From: Amit Kapila <amit(dot)kapila16(at)gmail(dot)com>
To: AP <ap(at)zip(dot)com(dot)au>
Cc: pgsql-hackers <pgsql-hackers(at)postgresql(dot)org>
Subject: Re: pgsql 10: hash indexes testing
Date: 2017-07-05 04:59:09
Message-ID: CAA4eK1KrDmAWHjMj6ovc6R-C72vXW2wJ=w0jUNub7EYVOD6Kvg@mail.gmail.com
Views: Raw Message | Whole Thread | Download mbox | Resend email
Thread:
Lists: pgsql-hackers

On Wed, Jul 5, 2017 at 9:53 AM, AP <ap(at)zip(dot)com(dot)au> wrote:
> On Wed, Jul 05, 2017 at 08:10:10AM +0530, Amit Kapila wrote:
>> On Tue, Jul 4, 2017 at 4:27 PM, AP <ap(at)zip(dot)com(dot)au> wrote:
>> > There is one index that caused an issue.
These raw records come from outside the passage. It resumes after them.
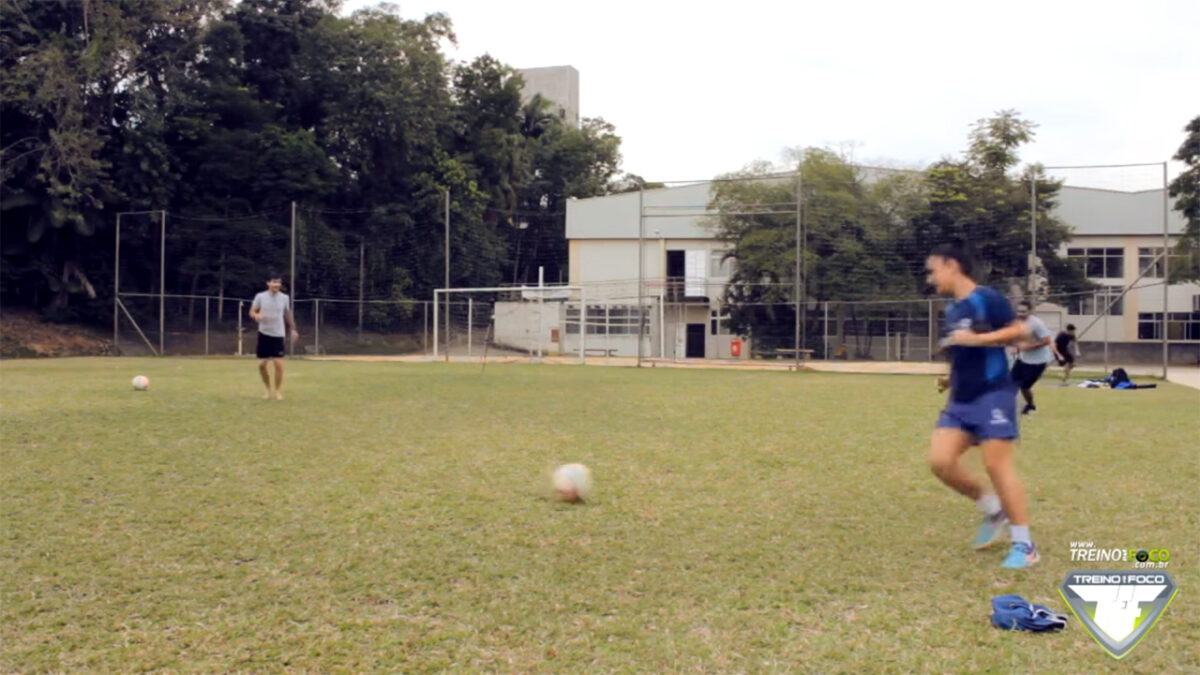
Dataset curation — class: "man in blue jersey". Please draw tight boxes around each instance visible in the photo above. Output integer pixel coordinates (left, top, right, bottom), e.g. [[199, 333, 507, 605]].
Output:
[[925, 245, 1038, 569]]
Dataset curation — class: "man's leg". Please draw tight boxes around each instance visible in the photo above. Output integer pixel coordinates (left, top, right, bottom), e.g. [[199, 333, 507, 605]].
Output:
[[929, 426, 983, 500], [982, 438, 1038, 569], [258, 359, 271, 399], [274, 359, 283, 401], [929, 428, 1008, 549]]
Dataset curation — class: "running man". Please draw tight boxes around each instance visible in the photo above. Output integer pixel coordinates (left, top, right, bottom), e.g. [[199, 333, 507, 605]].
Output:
[[1013, 300, 1054, 414], [1054, 323, 1080, 384], [925, 245, 1038, 569], [250, 273, 300, 401]]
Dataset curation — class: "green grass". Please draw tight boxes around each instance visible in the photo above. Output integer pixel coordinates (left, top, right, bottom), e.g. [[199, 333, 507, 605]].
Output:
[[0, 359, 1200, 674]]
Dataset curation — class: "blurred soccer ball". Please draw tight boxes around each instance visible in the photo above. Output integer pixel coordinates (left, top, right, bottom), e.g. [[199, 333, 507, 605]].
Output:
[[554, 464, 592, 502]]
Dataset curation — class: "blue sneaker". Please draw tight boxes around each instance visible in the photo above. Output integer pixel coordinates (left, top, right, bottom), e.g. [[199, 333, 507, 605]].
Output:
[[1001, 542, 1040, 569], [971, 512, 1008, 550]]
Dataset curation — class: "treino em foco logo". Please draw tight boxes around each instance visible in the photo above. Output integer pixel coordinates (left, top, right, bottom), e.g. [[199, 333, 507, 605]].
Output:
[[1058, 569, 1178, 658]]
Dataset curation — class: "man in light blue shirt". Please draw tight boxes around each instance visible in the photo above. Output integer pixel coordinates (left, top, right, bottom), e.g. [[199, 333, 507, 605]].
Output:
[[250, 273, 300, 400], [1013, 300, 1054, 414]]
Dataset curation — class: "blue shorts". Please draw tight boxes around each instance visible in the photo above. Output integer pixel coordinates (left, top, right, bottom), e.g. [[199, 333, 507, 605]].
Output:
[[937, 387, 1020, 443]]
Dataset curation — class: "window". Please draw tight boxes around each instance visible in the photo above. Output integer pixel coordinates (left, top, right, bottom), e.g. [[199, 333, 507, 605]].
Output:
[[1067, 286, 1124, 316], [683, 251, 708, 298], [1138, 246, 1188, 279], [566, 305, 650, 335], [1067, 249, 1124, 279], [708, 310, 730, 335], [1138, 312, 1200, 340], [708, 251, 733, 279], [1138, 247, 1163, 279]]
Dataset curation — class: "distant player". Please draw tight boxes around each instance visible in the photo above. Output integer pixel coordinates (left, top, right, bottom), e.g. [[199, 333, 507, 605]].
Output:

Towards the end of an import
>> > I got the following error:
>> >
>> > out of overflow pages in hash index
>> >
>> > The data being indexed is BYTEA, (quasi)random and 64 bytes in size.
>> > The table has over 2 billion entries. The data is not unique. There's
>> > an average of 10 duplicates for every unique value.
>> >
>> > Is this a valid error message or have I spotted a bug?
>>
>> It is difficult to say at this stage, but I think we can figure out.
>> We can get such a message if we consume the maximum overflow pages
>> that hash index can support which is limited by a number of
>> bitmappages. Can you try to use pgstattuple extension and get us the
>> results of Select * from pgstathashindex('index_name');? If the
>> number of bitmappages is 128 and total overflow pages are 128 * 4096,
>> then that would mean that all the pages are used. Then maybe we can
>
> Hmm. Unless I misunderstood that'd mean that overflow_pages/4096 should
> result in a number <= 128 at the moment, right?
>

No, sorry, I think my calculation above has something missing. It
should be 128 * 4096 * 8. How we can compute this number is
no_bitmap_pages * no_bits_used_to_represent_overflow_pages.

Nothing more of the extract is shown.